Speaking on your cell phone while driving is already a controversial debate. Some people say this might distract drivers from the road, others claim some persons are multi-tasking.

The US National Safety Council (NSC) seems to be in the camp against driving and speaking on the mobile phone at the same time as it has recently announced its intention to make motorists give up this dangerous habit. As if this wasn't enough, the Council wants drivers to stop using messaging devices while driving to better focus on the road. That being said, it is now struggling to convince governors and legislators in all 50 states and the District of Columbia to pass laws banning cell speaking while driving.

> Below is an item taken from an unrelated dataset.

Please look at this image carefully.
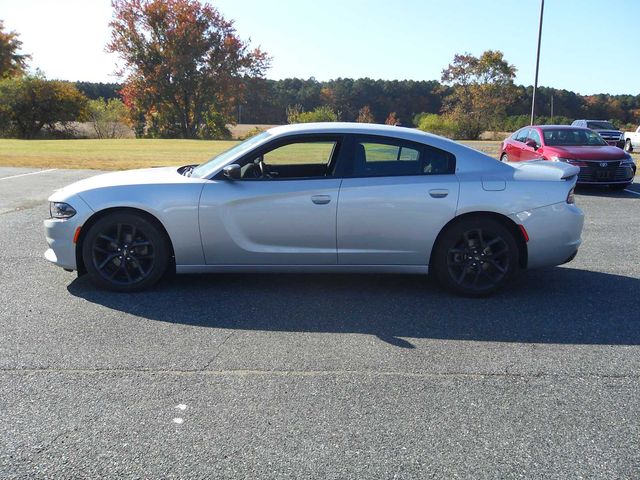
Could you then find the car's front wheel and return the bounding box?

Their decision is not a whim as it may appear at the first sight but the result of a study conducted by the Harvard Center of Risk Analysis estimating that cell phone use while driving contributes to 6 percent of crashes, which is equal to 636,000 crashes, 330,000 injuries, 12,000 serious injuries and 2,600 deaths every year.

“Studies show that driving while talking on a cell phone is extremely dangerous and puts drivers at a four times greater risk of a crash,” said Janet Froetscher, president and CEO of the NSC. “Driving drunk is also dangerous and against the law. When our friends have been drinking, we take the car keys away. It’s time to take the cell phone away.”

The National Safety Council intends to accomplish this goal through a three-step program: advocating legislation, then educating the public and businesses about the risk of cell phone use while driving and supplementing distracted driving content in its training of 1.5 million people annually in defensive driving.

“The change we are looking for, to stop cell phone use while driving, won’t happen overnight. There will be a day, however, when we look back and wonder how we could have been so reckless with our cell phones and texting devices,” Froetscher said.

The initiative is certainly admirable, but given people's resistance to change, we have the impression there will be long way until notable results show up.